20 thoughts on “Conceptual Continuity, Anyone?”

  1. I like the idea of exploring FZ’s conceptual continuity and cross references in his work. This sort of thing adds layers to his work that you will not be able to find in other musicians in the second half of the 20th century. I mean, I think it’s important and valuable to do this because that will attract people’s attention to his work and his musicianship.

    Compared to the Beatles (who were heavily augmented by George Martin’s musical chops), FZ was a far more serious and original musician.

    Compared to say, Rodgers and Hammerstein (who were also seriously augmented by Robert Russell Bennett’s musical chops) FZ was a far more serious, original, and complete musician (he didn’t have to have other people score or harmonize his work.)

    He really is fully comparable to the classical masters frequently cited (Stravinsky, Bartok, etc.) and while they may have had some better musical skills than he, FZ was broader, essentially writing all of his own texts and conceptualizing his works from start to finish. And he definitely was a better composer than any of the 2nd Viennese school or post-2nd, because the overpriced intellectualism of those composers have never had an audience, and consequently, no relevance. Whereas FZ was not only able to be a composer, but because he crossed over to pop culture, his music is always relevant.

    He really was/is the most significant and original composer of the post-WW2 era.

    Or maybe I’m just feeling good today.

  2. I couldn’t agree with that. Messiaen’s dad can beat up Frank Zappa’s dad any day. If Frank Zappa wasn’t also a rock star, his orchestral music would have remained unperformed. That alone doesn’t say anything about the quality of the music, but if a composer had produced only FZ’s “serious” music (LSO, Boulez Conducts Zappa, Yellow Shark, Orchestral Favourites, 200 Motels – CP3 is in a different league to me) our evaluation of him would be different. Ligeti’s piano etudes out-Zappa Frank’s work in terms of gymnastic impossibilty and WTF extraterrestriality. And Elliott Carter gets no respect? Berio? Harry Partch? Morton Feldman?

    Avante Garde Project Archive has a lot of out-of-print recordings available for direct download in Lossless formats. Some of the older posts have come back in print, so they are no longer available. (AGP-23, for example. AGP-57, a Harry Partch record, is great. Please listen to this! “Barstow” is something any Zappa fan can appreciate)

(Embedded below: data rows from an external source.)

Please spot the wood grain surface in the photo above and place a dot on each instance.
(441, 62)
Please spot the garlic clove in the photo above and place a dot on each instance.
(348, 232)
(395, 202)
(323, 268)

    http://www.avantgardeproject.org/archive.htm

    Talk about layers – Ben Watson’s book is hilarious. I seriously don’t understand why some people have such a hostile reaction to it. People still find humor in it without completely accepting his point of view.

  3. Hi, Birdman. I am aware of these other composers, as well as the AV in general, and I have listened to a lot of it over the years, alternately for laughs or quite dutifully. I don’t mean disrespect, I just don’t think it works other than as a novelty. I know Ligeti, Berio and Carter fairly well.

    As for FZ, no, I am not suggesting he a great composer sans his “pop” work. I am suggesting he is a great composer precisely BECAUSE of his pop work. How many catchy tunes did Messaien ever write? Not to derogate “serious” stuff, but catchy tunes is what survives. Yet FZ’s lyrical gifts (lyrical as melodic, not as words) are what sets him apart from other post-WW2 “serious” composers.

    Remember that many of the great classical composers had the gift. Brahms made most of his money off his Hungarian dances, and songs (Lullaby). Then he used the bread to write his more “serious” stuff, which fans enjoy but which never really had a huge audience. FZ was no different. He did the albums to get the budget to do the “serious” stuff: but in the process he wrote an amazing quantity of high quality music. A lot of his instrumental stuff — including guitar solos collaged post facto — are wonderful compositions. A lot of his vocal stuff would make similarly wonderful compositions (you may notice that the vocal line is often doubled elsewhere.) What hurts FZ in this respect are the lyrics, which alternate between being joky and obscene, and thus detract from the music.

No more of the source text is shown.